The Sign of Our Time article sets the scene with its call for a device capable of shifting one away from the reductionist view of inputs and outputs, towards a more inclusive process. Its suggestion of spreadsheets as windows is explored throughout this issue, in terms of double entry bookkeeping and its use as a ‘device’ that has its own inherent logic.
To place this in context the Archive piece traces the evolution of single entry techniques through double entry bookkeeping to the possibilities offered by analogy to the multi-perspective nature of cubism. This is included to suggest that what is required is not a widening of the window but a change of perspective, from one to many – what am I viewing, what is perceived by others, and what is seen if one looks through the window the other way.
In effect, this issue is a ‘how to’ in finance when guided by the logic of double entry bookkeeping. The first Feature piece, Double Vision, though technically tough going, is a necessarily full explanation of the link between spreadsheets, more sophisticated accounting software such as Sage and Quickbooks and the method of double entry bookkeeping the logic of which underpins both. It demonstrates the possibility of implementing change using everyday software packages, such as Excel, by relying on little more than the technique of double entry as outlined by Luca Pacioli way back in 1494 – a technique that is universal in nature and so free from normative influence.
The second Feature on Financial Planning shows how this again uses double entry bookkeeping to enable interested parties to co-ordinate their behaviour to the benefit of each involved as well as the greater whole, be it local community or worldwide economy.
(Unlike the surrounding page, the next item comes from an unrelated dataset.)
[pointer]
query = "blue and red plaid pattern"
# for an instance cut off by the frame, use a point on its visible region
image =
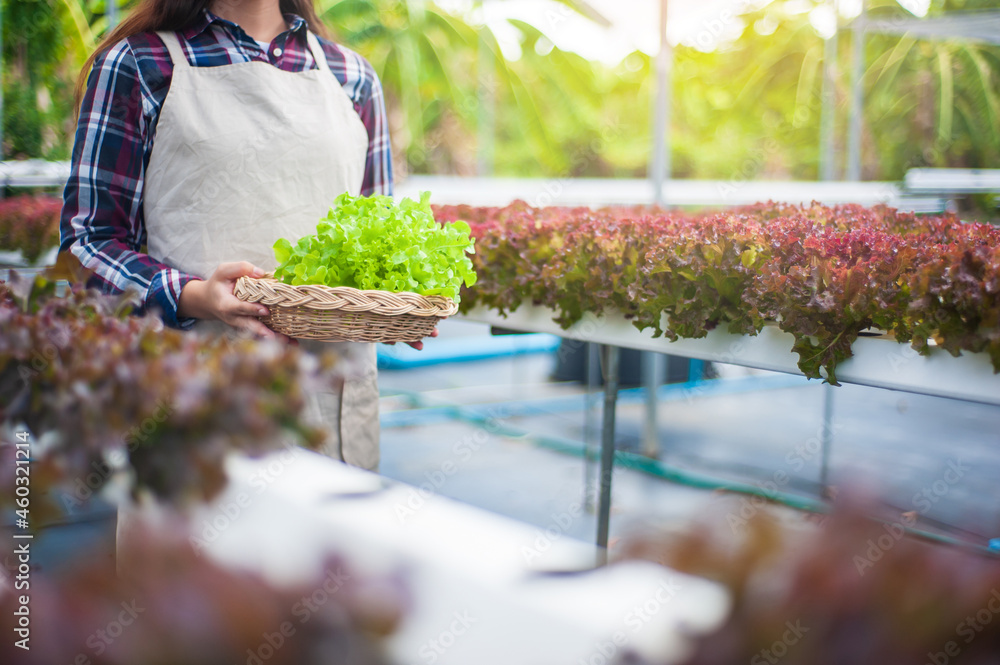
(102, 220)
Again the aim is to demonstrate that this is no wishful thinking, but a fully formed, thoroughly thought through method for presenting information to both oneself and one’s peers, which is implementable right now.
As a ‘device’ all emphasis is placed on the will of the individuals involved and their ability to co-ordinate their activities, as evidenced by the simple techniques explored in detail in the previous articles in the issue. As such it is a subversion of the first article’s original call for an external influence to free the consciousness of those caught in what its author calls a ‘vice-like trap’. Instead emphasis is placed on the need for participants to just do it; to share their individual perspectives, co-ordinate their efforts and then walk their talk.
The AEX Page includes a conversation replicated to illustrate the kind of dialogue and mutual learning about economic events, whether micro or macro, that double entry makes possible.
In response to the complex and technical suggestions that the Sign of Our Time piece culminates in, Victor’s View concludes the issue with observations on whether we need anything other than, or more complicated than, double entry bookkeeping.